Raising Readers in the Digital Age

I still remember my grade school years. Immigrating to North America and enrolled in English-as-Second-Language (ESL) classes in Canada, I felt accomplished to just keep up with reading assignments, not realizing that they were greatly simplified for non-native speakers. Eventually, between the Hardy Boys and Goosebumps, I hit my reading stride, working my way up to fantasy series the likes of The Belgariad and Wheel of Time.

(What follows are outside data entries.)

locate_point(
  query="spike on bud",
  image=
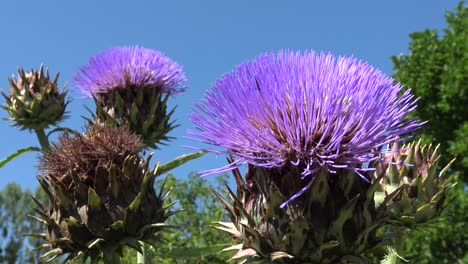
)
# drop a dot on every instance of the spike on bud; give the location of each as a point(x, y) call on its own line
point(424, 187)
point(94, 182)
point(35, 101)
point(131, 87)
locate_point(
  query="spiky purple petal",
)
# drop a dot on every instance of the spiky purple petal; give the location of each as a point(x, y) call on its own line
point(311, 110)
point(125, 67)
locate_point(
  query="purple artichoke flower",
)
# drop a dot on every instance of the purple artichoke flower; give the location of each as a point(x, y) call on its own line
point(131, 87)
point(125, 67)
point(313, 111)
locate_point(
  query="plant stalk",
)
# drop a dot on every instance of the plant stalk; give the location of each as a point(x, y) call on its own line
point(110, 257)
point(142, 258)
point(43, 139)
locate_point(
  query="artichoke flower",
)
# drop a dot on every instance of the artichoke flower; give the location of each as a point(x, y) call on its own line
point(131, 87)
point(415, 169)
point(101, 193)
point(35, 101)
point(307, 125)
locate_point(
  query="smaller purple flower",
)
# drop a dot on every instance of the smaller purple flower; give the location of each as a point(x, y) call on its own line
point(311, 111)
point(129, 67)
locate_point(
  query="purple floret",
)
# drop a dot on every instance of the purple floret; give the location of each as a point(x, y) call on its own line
point(310, 110)
point(129, 67)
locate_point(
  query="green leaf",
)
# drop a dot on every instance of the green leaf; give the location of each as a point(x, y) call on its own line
point(17, 153)
point(177, 162)
point(196, 252)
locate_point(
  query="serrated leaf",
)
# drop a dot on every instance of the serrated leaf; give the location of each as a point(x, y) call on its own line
point(177, 162)
point(17, 153)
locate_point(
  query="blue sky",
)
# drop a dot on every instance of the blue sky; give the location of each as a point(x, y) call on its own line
point(207, 37)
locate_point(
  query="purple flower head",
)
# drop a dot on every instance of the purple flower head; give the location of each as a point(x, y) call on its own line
point(125, 67)
point(310, 110)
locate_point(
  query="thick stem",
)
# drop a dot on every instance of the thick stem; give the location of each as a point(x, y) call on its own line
point(43, 139)
point(110, 257)
point(143, 258)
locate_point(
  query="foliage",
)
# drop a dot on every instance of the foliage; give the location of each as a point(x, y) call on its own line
point(436, 69)
point(14, 221)
point(194, 195)
point(200, 209)
point(447, 240)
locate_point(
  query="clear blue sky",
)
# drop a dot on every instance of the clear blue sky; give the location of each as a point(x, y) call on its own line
point(207, 37)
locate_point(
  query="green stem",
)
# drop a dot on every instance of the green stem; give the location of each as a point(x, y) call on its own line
point(110, 257)
point(43, 139)
point(142, 258)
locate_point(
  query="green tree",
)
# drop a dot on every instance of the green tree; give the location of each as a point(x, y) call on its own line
point(200, 209)
point(15, 205)
point(436, 69)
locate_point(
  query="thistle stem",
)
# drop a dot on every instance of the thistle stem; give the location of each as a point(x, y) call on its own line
point(142, 258)
point(110, 257)
point(43, 139)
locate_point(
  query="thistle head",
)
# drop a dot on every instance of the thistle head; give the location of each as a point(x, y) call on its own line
point(35, 101)
point(129, 68)
point(101, 192)
point(414, 169)
point(130, 87)
point(312, 111)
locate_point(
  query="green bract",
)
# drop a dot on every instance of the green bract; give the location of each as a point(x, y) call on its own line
point(35, 101)
point(142, 109)
point(102, 195)
point(336, 220)
point(415, 170)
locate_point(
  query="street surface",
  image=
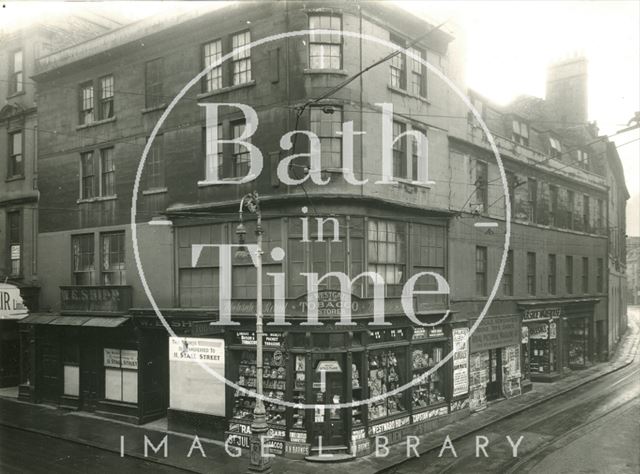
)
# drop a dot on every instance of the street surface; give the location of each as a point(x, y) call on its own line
point(593, 429)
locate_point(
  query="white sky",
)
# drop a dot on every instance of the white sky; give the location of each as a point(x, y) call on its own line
point(508, 48)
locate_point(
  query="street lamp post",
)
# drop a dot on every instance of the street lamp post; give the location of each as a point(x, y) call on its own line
point(258, 463)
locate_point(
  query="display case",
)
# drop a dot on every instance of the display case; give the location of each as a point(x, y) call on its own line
point(274, 382)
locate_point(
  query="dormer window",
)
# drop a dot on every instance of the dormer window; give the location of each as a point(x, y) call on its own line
point(555, 150)
point(521, 133)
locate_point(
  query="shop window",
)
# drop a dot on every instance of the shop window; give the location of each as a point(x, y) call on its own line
point(121, 375)
point(386, 374)
point(325, 50)
point(600, 276)
point(16, 78)
point(83, 259)
point(274, 382)
point(569, 274)
point(417, 74)
point(16, 157)
point(507, 276)
point(531, 273)
point(481, 184)
point(112, 267)
point(212, 53)
point(71, 370)
point(520, 132)
point(14, 225)
point(153, 83)
point(387, 244)
point(585, 274)
point(481, 271)
point(398, 67)
point(551, 277)
point(86, 103)
point(326, 123)
point(155, 168)
point(431, 388)
point(241, 59)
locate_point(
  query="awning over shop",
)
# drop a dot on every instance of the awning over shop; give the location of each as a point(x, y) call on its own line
point(85, 321)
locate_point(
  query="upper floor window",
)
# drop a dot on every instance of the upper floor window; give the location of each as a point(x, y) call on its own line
point(325, 122)
point(83, 259)
point(600, 276)
point(241, 58)
point(417, 74)
point(481, 271)
point(14, 226)
point(16, 78)
point(555, 150)
point(387, 253)
point(212, 53)
point(481, 184)
point(105, 108)
point(398, 66)
point(155, 164)
point(399, 150)
point(112, 266)
point(86, 106)
point(531, 273)
point(521, 132)
point(153, 83)
point(16, 158)
point(325, 49)
point(582, 159)
point(507, 276)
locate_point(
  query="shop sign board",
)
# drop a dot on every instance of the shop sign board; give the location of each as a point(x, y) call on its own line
point(429, 414)
point(541, 313)
point(494, 332)
point(191, 387)
point(11, 304)
point(460, 361)
point(296, 449)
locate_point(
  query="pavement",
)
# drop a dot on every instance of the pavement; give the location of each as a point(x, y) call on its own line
point(110, 435)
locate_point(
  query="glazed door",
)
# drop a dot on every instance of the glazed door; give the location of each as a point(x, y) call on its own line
point(494, 387)
point(329, 389)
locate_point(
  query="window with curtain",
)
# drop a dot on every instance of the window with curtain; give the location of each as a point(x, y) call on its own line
point(325, 49)
point(112, 271)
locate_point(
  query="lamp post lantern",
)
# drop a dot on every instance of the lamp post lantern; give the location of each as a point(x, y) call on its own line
point(259, 463)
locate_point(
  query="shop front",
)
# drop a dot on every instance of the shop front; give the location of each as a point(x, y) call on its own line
point(556, 336)
point(494, 363)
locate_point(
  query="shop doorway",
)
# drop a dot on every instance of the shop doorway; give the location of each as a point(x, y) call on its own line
point(329, 379)
point(494, 387)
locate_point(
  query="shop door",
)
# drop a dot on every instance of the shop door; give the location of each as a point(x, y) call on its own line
point(494, 387)
point(329, 423)
point(50, 386)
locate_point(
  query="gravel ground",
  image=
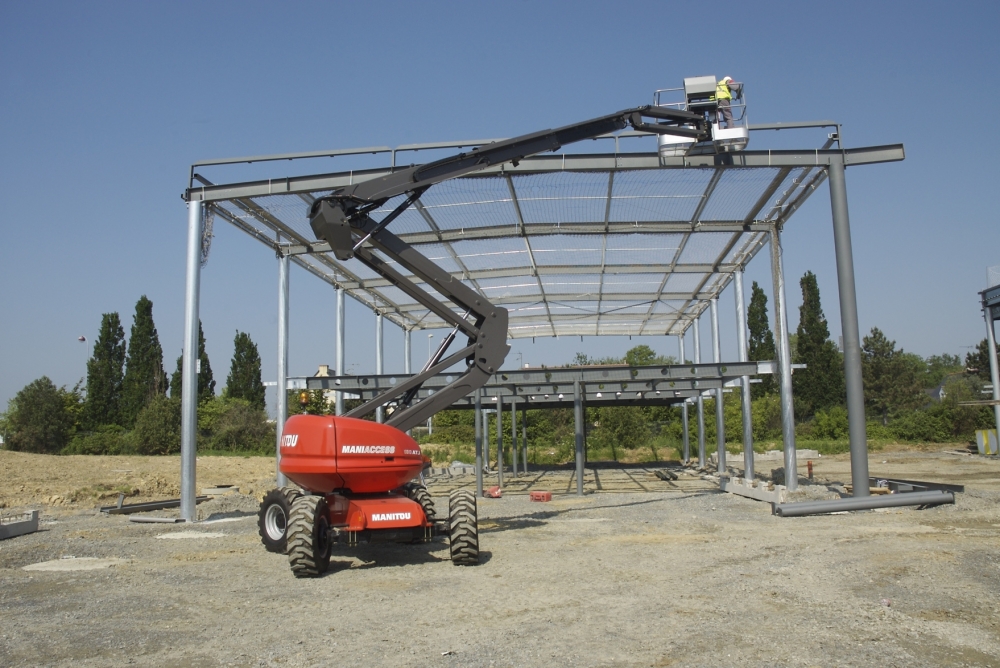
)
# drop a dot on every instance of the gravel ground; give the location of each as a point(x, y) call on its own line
point(678, 575)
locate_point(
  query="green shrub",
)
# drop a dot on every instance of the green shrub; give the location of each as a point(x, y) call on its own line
point(158, 427)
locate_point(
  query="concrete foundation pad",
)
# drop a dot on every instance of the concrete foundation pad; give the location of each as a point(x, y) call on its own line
point(754, 489)
point(75, 564)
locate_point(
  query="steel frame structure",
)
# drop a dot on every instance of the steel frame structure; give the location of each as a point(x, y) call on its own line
point(532, 236)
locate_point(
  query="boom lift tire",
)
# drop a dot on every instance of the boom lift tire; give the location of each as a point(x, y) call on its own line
point(308, 537)
point(272, 518)
point(417, 492)
point(464, 532)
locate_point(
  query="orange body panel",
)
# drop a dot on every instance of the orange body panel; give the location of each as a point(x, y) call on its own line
point(322, 453)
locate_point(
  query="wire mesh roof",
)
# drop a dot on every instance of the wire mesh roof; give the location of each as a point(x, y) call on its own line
point(611, 244)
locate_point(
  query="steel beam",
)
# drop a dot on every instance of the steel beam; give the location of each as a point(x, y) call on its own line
point(282, 408)
point(784, 362)
point(189, 373)
point(742, 354)
point(720, 416)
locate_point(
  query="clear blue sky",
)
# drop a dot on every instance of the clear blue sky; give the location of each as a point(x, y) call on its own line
point(103, 107)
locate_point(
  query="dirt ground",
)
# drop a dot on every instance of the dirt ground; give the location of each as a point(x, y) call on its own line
point(638, 572)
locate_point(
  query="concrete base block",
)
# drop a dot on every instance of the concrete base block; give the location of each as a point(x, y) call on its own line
point(754, 489)
point(18, 525)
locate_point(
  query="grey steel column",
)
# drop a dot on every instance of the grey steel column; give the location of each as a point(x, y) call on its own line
point(524, 436)
point(341, 327)
point(720, 415)
point(282, 411)
point(785, 363)
point(189, 374)
point(685, 436)
point(856, 426)
point(741, 343)
point(500, 453)
point(379, 359)
point(513, 435)
point(991, 346)
point(479, 439)
point(701, 400)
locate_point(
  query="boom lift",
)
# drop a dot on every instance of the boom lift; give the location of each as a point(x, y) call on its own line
point(356, 476)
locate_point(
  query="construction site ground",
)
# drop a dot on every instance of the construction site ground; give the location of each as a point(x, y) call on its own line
point(637, 572)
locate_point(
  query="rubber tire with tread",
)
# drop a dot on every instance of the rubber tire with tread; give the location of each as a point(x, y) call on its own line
point(272, 518)
point(419, 493)
point(308, 542)
point(464, 530)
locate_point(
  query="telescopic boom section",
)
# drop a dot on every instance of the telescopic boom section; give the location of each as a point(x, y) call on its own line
point(342, 220)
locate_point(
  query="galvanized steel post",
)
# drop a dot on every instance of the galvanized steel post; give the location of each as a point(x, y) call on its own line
point(685, 436)
point(785, 363)
point(379, 359)
point(743, 353)
point(578, 429)
point(189, 373)
point(479, 441)
point(856, 427)
point(339, 362)
point(282, 410)
point(701, 400)
point(720, 416)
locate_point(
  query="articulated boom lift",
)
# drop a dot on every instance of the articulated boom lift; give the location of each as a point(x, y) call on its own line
point(356, 475)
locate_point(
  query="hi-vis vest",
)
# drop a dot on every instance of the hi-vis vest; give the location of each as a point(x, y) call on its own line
point(722, 91)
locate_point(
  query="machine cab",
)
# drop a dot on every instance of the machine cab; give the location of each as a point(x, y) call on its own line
point(698, 96)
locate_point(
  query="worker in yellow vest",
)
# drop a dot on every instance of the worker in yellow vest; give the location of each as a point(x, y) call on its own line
point(723, 95)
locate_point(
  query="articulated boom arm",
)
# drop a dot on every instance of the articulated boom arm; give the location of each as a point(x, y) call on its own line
point(342, 220)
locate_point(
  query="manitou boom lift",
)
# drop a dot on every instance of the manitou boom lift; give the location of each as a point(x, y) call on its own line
point(356, 475)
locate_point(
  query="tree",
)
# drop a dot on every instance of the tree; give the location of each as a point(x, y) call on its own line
point(105, 375)
point(890, 376)
point(206, 383)
point(821, 384)
point(978, 361)
point(761, 340)
point(40, 418)
point(144, 376)
point(244, 381)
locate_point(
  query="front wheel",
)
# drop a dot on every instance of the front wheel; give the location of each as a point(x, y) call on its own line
point(464, 531)
point(272, 518)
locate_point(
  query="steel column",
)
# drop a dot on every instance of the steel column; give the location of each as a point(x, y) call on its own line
point(701, 399)
point(578, 430)
point(379, 359)
point(513, 435)
point(341, 328)
point(500, 453)
point(479, 437)
point(785, 362)
point(720, 416)
point(189, 373)
point(991, 346)
point(856, 426)
point(743, 353)
point(282, 411)
point(685, 436)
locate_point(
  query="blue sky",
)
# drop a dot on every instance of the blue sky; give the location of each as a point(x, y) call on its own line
point(105, 105)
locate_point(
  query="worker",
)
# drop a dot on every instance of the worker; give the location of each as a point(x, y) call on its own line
point(723, 95)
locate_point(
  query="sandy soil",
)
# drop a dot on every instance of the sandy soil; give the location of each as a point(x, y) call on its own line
point(641, 573)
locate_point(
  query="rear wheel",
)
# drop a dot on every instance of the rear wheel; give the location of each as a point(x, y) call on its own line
point(464, 533)
point(308, 537)
point(272, 519)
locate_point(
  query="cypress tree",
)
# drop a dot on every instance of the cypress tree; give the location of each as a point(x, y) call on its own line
point(821, 384)
point(244, 381)
point(144, 376)
point(105, 375)
point(761, 344)
point(206, 383)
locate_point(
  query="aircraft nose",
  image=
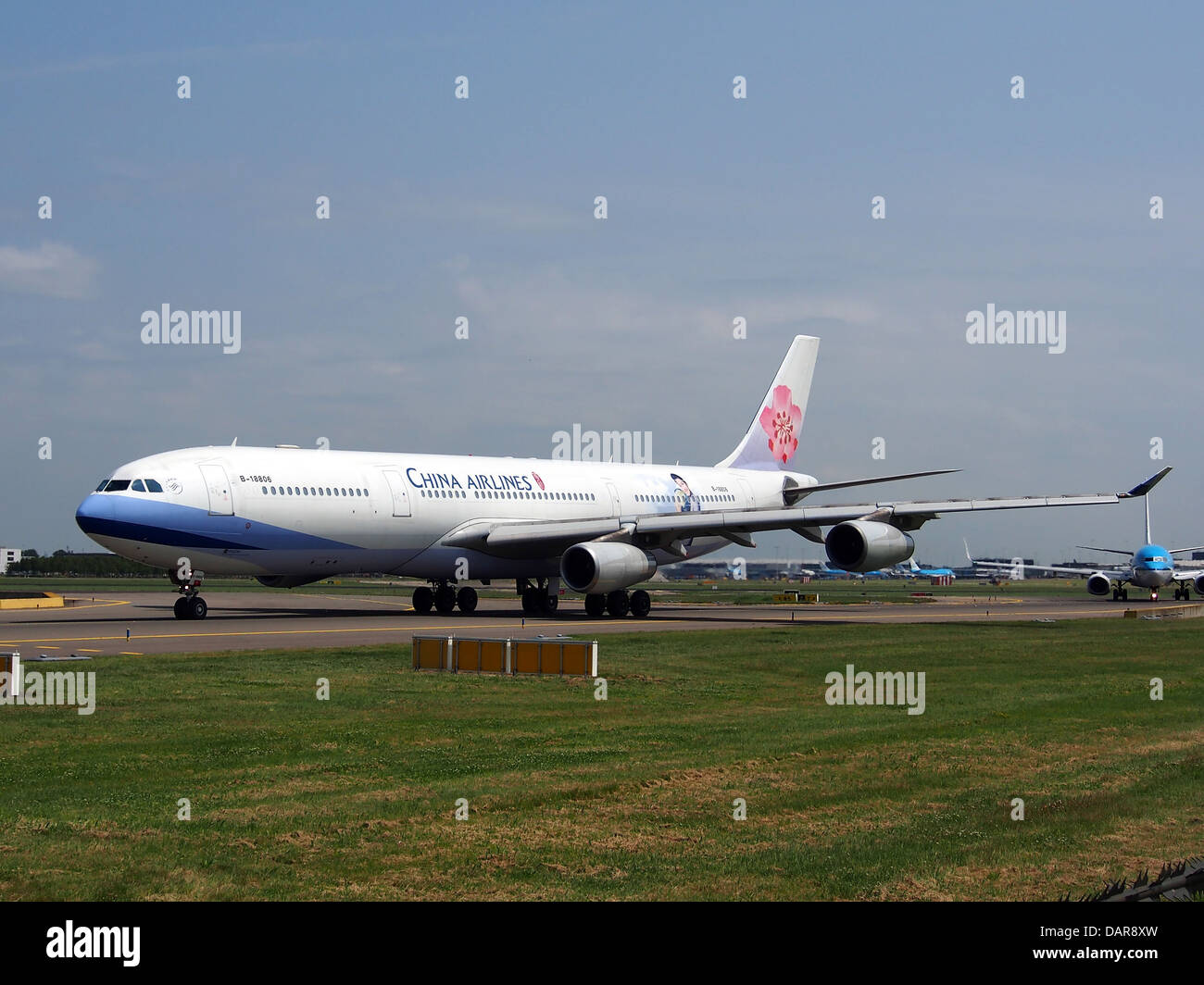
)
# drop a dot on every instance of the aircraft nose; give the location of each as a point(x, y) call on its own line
point(93, 512)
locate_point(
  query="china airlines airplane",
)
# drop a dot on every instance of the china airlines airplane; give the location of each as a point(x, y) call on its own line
point(290, 516)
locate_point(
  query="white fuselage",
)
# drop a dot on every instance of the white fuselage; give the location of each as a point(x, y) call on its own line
point(311, 512)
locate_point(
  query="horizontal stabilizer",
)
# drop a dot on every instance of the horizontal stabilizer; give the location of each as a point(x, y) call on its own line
point(794, 495)
point(1140, 491)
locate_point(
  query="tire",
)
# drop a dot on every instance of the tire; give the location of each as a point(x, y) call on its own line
point(445, 600)
point(618, 604)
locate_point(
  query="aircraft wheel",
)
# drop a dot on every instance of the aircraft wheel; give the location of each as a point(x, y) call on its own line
point(445, 600)
point(618, 604)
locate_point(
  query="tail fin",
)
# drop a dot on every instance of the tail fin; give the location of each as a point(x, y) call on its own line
point(771, 437)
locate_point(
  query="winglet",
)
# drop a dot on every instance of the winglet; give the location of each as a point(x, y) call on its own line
point(1143, 488)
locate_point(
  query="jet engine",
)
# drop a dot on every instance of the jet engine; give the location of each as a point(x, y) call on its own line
point(601, 566)
point(867, 545)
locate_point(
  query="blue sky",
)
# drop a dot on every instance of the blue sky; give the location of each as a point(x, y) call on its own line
point(718, 207)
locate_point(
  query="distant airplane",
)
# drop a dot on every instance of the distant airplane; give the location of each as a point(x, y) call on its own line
point(290, 517)
point(915, 571)
point(1151, 566)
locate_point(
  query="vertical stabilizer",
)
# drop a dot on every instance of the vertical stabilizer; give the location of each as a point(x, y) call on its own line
point(771, 437)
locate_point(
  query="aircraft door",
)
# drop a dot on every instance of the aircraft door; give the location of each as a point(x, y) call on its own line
point(615, 505)
point(218, 487)
point(397, 492)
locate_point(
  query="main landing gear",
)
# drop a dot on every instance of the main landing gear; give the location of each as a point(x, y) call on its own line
point(538, 599)
point(191, 605)
point(619, 604)
point(445, 599)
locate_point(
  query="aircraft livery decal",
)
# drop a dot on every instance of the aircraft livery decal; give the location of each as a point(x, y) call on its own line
point(781, 420)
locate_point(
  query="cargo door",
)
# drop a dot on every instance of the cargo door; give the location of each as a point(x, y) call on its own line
point(218, 487)
point(397, 492)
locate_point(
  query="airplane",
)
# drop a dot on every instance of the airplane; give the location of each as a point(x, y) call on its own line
point(915, 571)
point(290, 517)
point(1151, 566)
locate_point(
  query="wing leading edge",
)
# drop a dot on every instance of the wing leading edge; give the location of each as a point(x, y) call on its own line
point(546, 539)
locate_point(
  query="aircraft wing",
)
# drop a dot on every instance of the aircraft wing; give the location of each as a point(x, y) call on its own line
point(548, 539)
point(999, 566)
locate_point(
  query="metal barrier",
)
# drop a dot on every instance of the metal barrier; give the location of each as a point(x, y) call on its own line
point(505, 655)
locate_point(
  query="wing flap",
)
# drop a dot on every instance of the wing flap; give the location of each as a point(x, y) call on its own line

Admittedly, there were fewer distractions back in the 80s and early 90s. Phones were hardwired to the walls; the internet was still a closed network for facilitating conversations between academics; on-demand video largely consisted of WWF pay-per-view events. Novels were a cheap and plentiful source of entertainment, and our parents had helped us develop robust library habits in our formative years. I’m glad that this civic institution has not only survived in subsequent decades but has actively evolved to serve its communities.

When attempting to pass along this love of literature to the next generation, modernity presents an updated challenge . Since kindergarten, the kids’ teachers have emphasized the need to read at home, while they dedicate curricular efforts in the classroom. Some kids take to it naturally, but others struggle: some parents are busy, kids have different rates of learning vocabulary and grammar, and it gets harder in each subsequent year to keep up with the expected reading levels when they start falling behind. By the 3rd and 4th grades, books have to compete with YouTube and TikTok and video games1. Attention spans do seem to be getting shorter, and one of the popular current remedies is to ban phones on school campuses entirely.

For our kids, I’ve tried to take the “yearn for the vast and endless sea” approach. Screentime limits are still enforced, with one glaring exception: they get to use their Kindle e-readers as much as they want2. For this use case, the underrated Kindle Kids product fits perfectly. The same advantages that drive my preferences for reading on e-ink displays apply—less eyestrain, long battery life, and no apps to distract from its primary job of facilitating reading. An Amazon Kids+ subscription provides an on-demand library of kids’ books, and the 2-year replacement warranty provides some peace of mind given the kids’ propensity for electronics destruction. For lengthy car rides and plane trips, it’s a good alternative to the iPad mainstay.

Of course, e-readers aren’t the educational panacea to reading. The Kindle Kids+ collection has plenty of comic books alongside literary classics, and when given the choice, the kids end up picking books well below their reading level for comfort and entertainment. The portability works as a double-edged sword as well; we’ve had to confiscate the tablets a few times in grocery stores and restaurants3. We still frequent the library for paperbacks and physical books, and I make it a point to select some of their reading material, albeit to uneven levels of enthusiasm.

Tellingly, I’m catching them making the same types of pronunciation mistakes that I made as a kid. I don’t know if there’s a name to this phonemenon, but it’s a bit of a running joke in the SharpTech podcast: the hosts will occasionally mispronounce uncommon words, but it’s largely due to having learned the verbiage through reading and writing, as opposed to hearing it via audio or video 4. A term like “nadir” shows up in articles and books once in a long while, but slipping it in casual conversation is firmly bibliophilic.

I’d like to think that these innocent mistakes mean they’re expanding their vocabulary via reading, and that it’s introducing them to more complex topics while strengthening their mental muscles to maintain attention and interest. It takes me a little while to decipher a spoken trey-bucket (trebuchet) or cone-che (conch), but these are orthographic lessons I’m happy to give.


  1. To be completely fair, the majority of adults fell prey to the same flashy, attention-grabbing entertainment; it’s not just the kids getting distracted.

  2. When they first got their Kindles, the sense of getting any electronic time was a win.

  3. Ironically, there have been other parents who’ve complimented the kids on trying to read in the store.

  4. In this, English is especially tricky with its multitude of borrowed words from other languages, which creates this laundry list of one-off pronunciation rules.